Thats the thing though, its already been the titanic. People have seen the ship sink, and the promised engineering improvements didn't make up for the fact that it was not only an engineering problem but a human one. Some human somewhere is going to fail the system catastrophically, inevitably. If not an operator, then perhaps some day in the future someone else will gain control of it, or damage it, or make something happen that is out of the range of possibility with even moderately responsible engineering. Maybe its all solved now, I heard nice things about thorium reactors properties, but thats the echo of the fear of nuclear power. Be interesting to see what the generational breakdown is there.
It's not the outsized risk of lead levels people are necessarily worried about. It's the outsized risk of some health risk that gets covered up, lied about, or dismissed by those in charge. There appears to be a high correlation between nuclear accidents and government and political coverups.
The fact that the problem still exists at all is an indicator it's not actually that easy.
Wish I saved the quote, but I remember reading something to the tone of "Everybody across all lines wants healthcare.

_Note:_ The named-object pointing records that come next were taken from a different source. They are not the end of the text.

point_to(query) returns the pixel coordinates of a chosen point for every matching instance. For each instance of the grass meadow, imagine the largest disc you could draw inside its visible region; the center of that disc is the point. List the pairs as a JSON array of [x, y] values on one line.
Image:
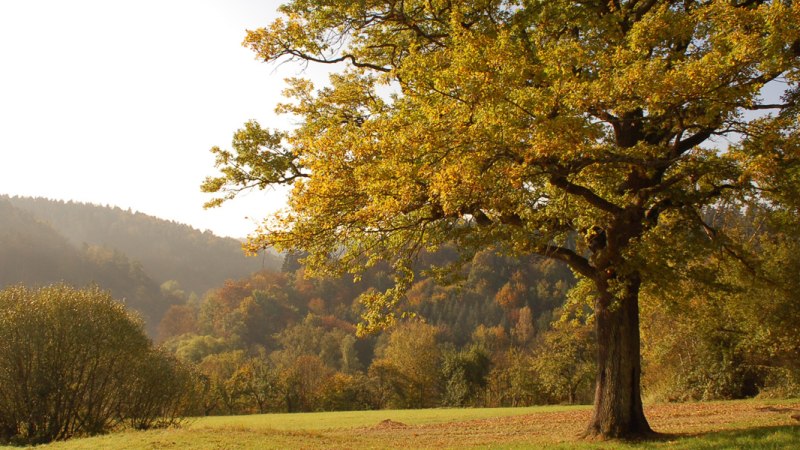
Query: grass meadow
[[748, 424]]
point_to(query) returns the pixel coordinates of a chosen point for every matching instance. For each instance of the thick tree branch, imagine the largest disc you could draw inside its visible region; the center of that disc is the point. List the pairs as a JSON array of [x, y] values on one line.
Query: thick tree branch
[[593, 199]]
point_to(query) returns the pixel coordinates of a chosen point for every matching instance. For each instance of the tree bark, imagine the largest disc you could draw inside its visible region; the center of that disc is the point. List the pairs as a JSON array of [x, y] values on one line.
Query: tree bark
[[618, 411]]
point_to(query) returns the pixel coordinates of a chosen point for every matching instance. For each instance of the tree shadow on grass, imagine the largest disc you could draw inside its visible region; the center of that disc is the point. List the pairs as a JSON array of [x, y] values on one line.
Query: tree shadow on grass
[[767, 437]]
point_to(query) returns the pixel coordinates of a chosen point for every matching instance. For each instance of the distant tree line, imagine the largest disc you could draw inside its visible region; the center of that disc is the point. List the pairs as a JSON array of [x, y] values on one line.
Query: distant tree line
[[501, 332]]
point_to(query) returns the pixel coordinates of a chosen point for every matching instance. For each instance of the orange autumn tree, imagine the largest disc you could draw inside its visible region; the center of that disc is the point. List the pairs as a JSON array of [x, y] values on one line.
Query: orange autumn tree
[[521, 124]]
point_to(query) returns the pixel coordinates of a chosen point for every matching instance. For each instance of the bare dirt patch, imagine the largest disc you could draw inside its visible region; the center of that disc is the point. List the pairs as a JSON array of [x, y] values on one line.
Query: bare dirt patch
[[678, 419], [390, 424]]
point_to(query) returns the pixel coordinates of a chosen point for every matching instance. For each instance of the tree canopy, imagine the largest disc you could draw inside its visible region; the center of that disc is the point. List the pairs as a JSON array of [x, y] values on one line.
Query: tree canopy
[[595, 133]]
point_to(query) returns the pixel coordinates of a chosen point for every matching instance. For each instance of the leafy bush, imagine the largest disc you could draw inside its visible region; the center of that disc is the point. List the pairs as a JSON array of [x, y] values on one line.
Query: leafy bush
[[76, 362]]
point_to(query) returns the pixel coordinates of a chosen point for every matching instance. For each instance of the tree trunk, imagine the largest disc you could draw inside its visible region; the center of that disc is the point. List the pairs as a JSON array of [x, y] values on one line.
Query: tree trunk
[[618, 409]]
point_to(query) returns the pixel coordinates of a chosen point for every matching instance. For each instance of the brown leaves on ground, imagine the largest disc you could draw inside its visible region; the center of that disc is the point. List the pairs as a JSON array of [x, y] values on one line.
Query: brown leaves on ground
[[676, 419]]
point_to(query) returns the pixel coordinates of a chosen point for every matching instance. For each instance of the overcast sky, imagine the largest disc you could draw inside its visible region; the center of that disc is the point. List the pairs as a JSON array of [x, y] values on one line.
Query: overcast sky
[[118, 102]]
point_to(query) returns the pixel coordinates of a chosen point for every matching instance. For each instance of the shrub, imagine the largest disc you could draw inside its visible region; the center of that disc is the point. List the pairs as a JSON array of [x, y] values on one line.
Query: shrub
[[74, 362]]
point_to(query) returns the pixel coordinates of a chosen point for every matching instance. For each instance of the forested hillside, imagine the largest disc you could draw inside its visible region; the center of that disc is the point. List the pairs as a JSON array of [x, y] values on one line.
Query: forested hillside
[[148, 262], [499, 331], [35, 254], [166, 250]]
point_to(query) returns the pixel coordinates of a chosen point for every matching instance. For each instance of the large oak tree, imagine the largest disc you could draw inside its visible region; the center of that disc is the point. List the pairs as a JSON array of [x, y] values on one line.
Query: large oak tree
[[523, 124]]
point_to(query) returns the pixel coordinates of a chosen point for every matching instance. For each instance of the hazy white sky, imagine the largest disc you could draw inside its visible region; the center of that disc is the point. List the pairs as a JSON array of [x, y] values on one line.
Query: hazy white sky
[[118, 101]]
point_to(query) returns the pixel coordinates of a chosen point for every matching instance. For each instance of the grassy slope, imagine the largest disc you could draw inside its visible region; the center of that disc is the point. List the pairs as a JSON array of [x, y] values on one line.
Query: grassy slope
[[712, 425]]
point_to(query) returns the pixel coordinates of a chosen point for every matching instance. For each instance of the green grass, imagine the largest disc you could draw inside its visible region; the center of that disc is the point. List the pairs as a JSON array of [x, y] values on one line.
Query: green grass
[[718, 425]]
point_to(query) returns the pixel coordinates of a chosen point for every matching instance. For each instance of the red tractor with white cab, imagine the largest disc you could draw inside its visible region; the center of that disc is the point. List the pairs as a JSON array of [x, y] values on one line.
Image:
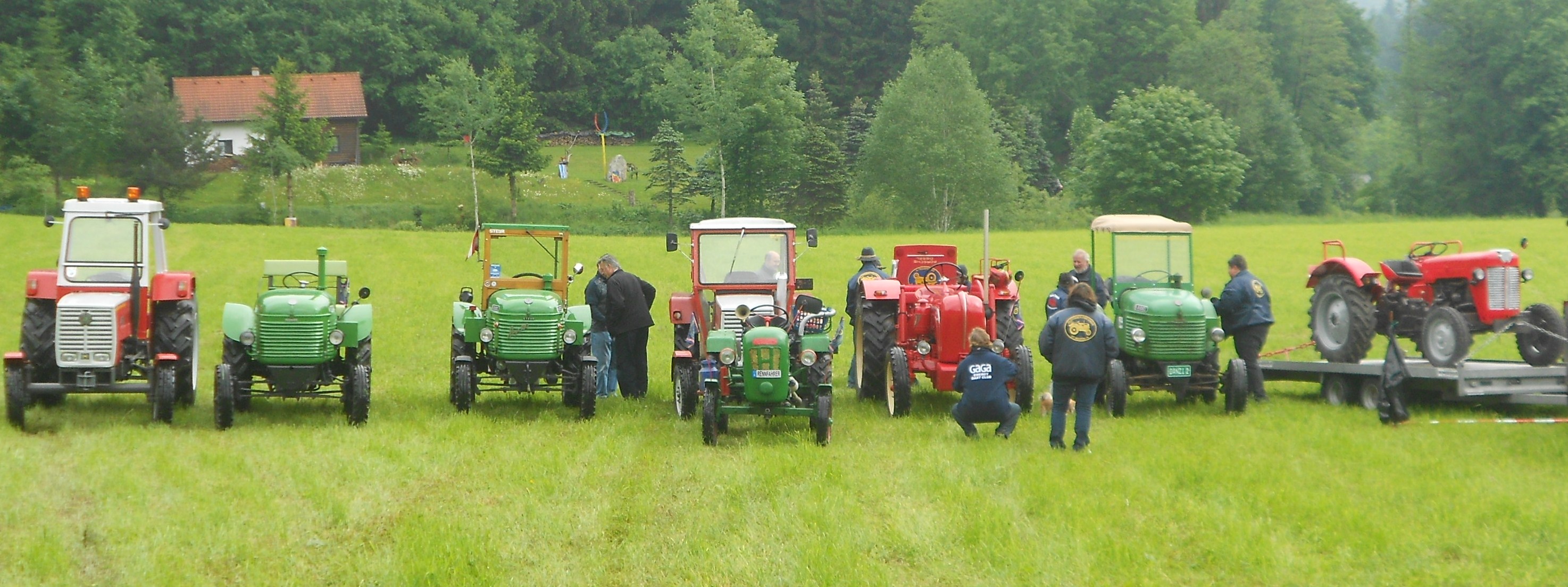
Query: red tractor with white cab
[[920, 322], [110, 317], [1437, 294]]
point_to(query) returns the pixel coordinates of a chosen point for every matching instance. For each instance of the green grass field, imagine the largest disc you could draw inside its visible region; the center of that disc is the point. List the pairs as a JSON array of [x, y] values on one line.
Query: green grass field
[[521, 493]]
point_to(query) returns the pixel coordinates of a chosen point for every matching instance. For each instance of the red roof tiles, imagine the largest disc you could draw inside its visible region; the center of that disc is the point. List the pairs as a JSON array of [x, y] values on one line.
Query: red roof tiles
[[234, 98]]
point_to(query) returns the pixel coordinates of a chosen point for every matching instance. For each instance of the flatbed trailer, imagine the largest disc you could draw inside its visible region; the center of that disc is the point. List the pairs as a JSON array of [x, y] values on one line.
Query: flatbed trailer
[[1476, 382]]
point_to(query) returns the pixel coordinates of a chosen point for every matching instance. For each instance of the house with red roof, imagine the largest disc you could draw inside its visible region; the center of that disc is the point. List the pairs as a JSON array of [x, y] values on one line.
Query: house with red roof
[[231, 103]]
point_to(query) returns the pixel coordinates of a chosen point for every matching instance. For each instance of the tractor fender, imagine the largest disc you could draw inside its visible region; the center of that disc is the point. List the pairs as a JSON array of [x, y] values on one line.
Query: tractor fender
[[173, 286], [1357, 269], [43, 284], [880, 289], [237, 317]]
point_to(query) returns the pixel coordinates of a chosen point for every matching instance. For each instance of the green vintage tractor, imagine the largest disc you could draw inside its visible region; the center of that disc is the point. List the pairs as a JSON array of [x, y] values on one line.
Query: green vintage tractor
[[780, 363], [1169, 337], [523, 335], [303, 338]]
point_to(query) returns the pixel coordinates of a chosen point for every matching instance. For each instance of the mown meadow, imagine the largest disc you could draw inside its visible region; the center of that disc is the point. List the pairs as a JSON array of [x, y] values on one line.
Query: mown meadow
[[521, 493]]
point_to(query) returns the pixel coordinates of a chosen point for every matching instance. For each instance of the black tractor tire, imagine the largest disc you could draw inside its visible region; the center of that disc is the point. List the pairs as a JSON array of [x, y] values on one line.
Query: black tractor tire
[[1445, 338], [1539, 337], [880, 321], [174, 330], [899, 390], [223, 396], [16, 396], [711, 418], [684, 396], [358, 391], [1115, 390], [38, 340], [1341, 319], [1235, 383], [165, 382], [1024, 379]]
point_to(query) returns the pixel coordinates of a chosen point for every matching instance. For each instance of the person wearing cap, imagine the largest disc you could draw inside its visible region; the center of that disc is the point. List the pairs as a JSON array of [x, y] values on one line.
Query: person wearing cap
[[871, 269], [629, 302], [982, 379], [1246, 314]]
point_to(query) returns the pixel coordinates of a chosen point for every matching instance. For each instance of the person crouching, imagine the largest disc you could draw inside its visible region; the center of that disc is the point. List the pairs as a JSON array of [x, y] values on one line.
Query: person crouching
[[982, 377]]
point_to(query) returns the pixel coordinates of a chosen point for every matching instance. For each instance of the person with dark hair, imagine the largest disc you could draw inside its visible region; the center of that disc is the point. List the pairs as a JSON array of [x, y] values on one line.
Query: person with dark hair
[[871, 269], [982, 379], [1246, 314], [1079, 341], [629, 302]]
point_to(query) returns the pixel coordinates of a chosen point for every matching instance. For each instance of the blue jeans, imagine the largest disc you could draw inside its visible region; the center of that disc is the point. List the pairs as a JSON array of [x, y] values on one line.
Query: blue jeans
[[1061, 393], [601, 344]]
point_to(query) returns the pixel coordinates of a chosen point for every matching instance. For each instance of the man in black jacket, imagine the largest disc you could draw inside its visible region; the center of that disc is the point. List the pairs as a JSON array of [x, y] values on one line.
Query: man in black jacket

But 8 rich people disagree, so it's complicated".
That is a strange statement.
There is no place in the world geologically stable for the required period (we have no way to know)
We have no way to communicate with people about the dangers for over 100_000 years.
Those are technical problems.
The political impetus is to get future generations to pay for our current consumption
> There is no place in the world geologically stable for the required period (we have no way to know)
This can be said of anything, which is IMO a defeatist attitude. Nothing we do is guaranteed to not cause harm. Likewise, our inaction could also cause harm.
For the specific question of stable geology, past performance can help predict future performance. We can make educated guesses. If it has been stable for the last million years, it's a good be it will be stable for the next 10,000.
> We have no way to communicate with people about the dangers for over 100_000 years.
The need to communicate the dangers over vast timeframes presupposes that society has fallen into ruin, and our record keeping has been destroyed. I will argue that if that has happened, it means countless billions will have perished, and people+or lizardmen) living primitive lifestyles will have far bigger worries than and increased cancer risk.
> The political impetus is to get future generations to pay for our current consumption
We are paying for our current consumption of fossil fuels right now. How many deaths from climate change over the next 200 years are appropriate to ensure the safety of an unknown number of people thousands of years from now?
No. It is a way of loosing it and leaving it around for someone to dig it up and become very sick
Remember, it is hundreds of thousands of years
I kinda want to get this Simpson's Jersey with a 3-eyed fish as the mascot that says Hanford or something on the back of it. I was thinking it should say maybe CESIUM 137 on the back.